The Chihuahua Attorney General’s Office had offered a 5-million-peso (about US $270,000) reward for information leading to his capture, while Chihuahua Governor Maru Campos pledged that justice would be served.
The murders of the priests caused “deep anger, indignation and pain” and “shook us to the very core,” Campos said last June.
“We’re not going to allow acts like this. To the Jesuits and all Chihuahua residents I say: you have the state government and the federal government [to protect you]. You have the force of the state that will protect you against those who disrupt our peace and take away the most precious thing we have, which is life.”
In a statement posted to its website on Wednesday, the Jesuits’ association, the Society of Jesus in Mexico, said it “regretted the death of the person whose body was found by Sinaloa authorities, as we regret all lives cut short by the violence that reigns in the country.”
“We reject the dissemination of images… [showing] the discovery,” the association said, adding that if the body is confirmed to be that of “the person implicated in the homicide of the Jesuit priests,” the discovery can in no way be considered “a triumph of justice or a solution to the structural violence problem in the Sierra Tarahumara,” a region named after the indigenous people who live there.
“On the contrary, the absence of a legal process in accordance with the law in relation to the homicides would imply a failure of the Mexican state to comply with its basic duties and [would] confirm that authorities don’t have territorial control in the region,” the association said.
The murder of the priests sparked outrage in Mexico, and even triggered a response from Pope Francis.
“I express my pain and consternation due to the murder in Mexico … of two Jesuit priests and a layman.
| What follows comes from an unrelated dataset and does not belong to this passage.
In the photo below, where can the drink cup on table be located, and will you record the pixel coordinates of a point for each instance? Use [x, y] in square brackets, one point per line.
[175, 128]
So many murders in Mexico!” the pope said in a post on his official Twitter account last June.
Mexico’s Roman Catholic Multimedia Center said after the murders that seven priests had been killed since López Obrador took office in December 2018. At least two dozen were murdered during the 2012–18 term of the government led by former president Enrique Peña Nieto.
According to a Milenio newspaper report published last July, Chihuahua authorities established that Urique municipal police were complicit with Portillo’s criminal activities. That complicity appeared to have been facilitated by El Chueco’s uncle, who was the municipal police director in Cerocahui, the Urique town where the murders occurred last June.
In late July, Chihuahua authorities said that Portillo controlled the beer market in some Sierra Tarahumara communities. State Security Minister Gilberto Loya told Milenio that “clandestine” beer sales helped finance El Chueco’s criminal group, while then attorney general Fierro said his monopolization of that market in some towns was indicative of the criminal power he had.
On Wednesday, President López Obrador said that Portillo and his criminal activities were “tolerated” by authorities in Urique, whose municipal seat is at the bottom of a canyon that is part of the Barrancas del Cobre, a popular tourism destination known in English as the Copper Canyon.
“He was even a promoter of a baseball team. The local authorities … knew [about his criminal activities] but didn’t do anything. That’s the truth,” the president said, adding that Portillo had a criminal network in the entire region.
Thirty-two people linked to Portillo’s criminal group have been arrested, he told reporters.
“… We’ve acted responsibly .. and the Ministry of Defense … has been working [in the Tarahumara Sierra] permanently,” he said.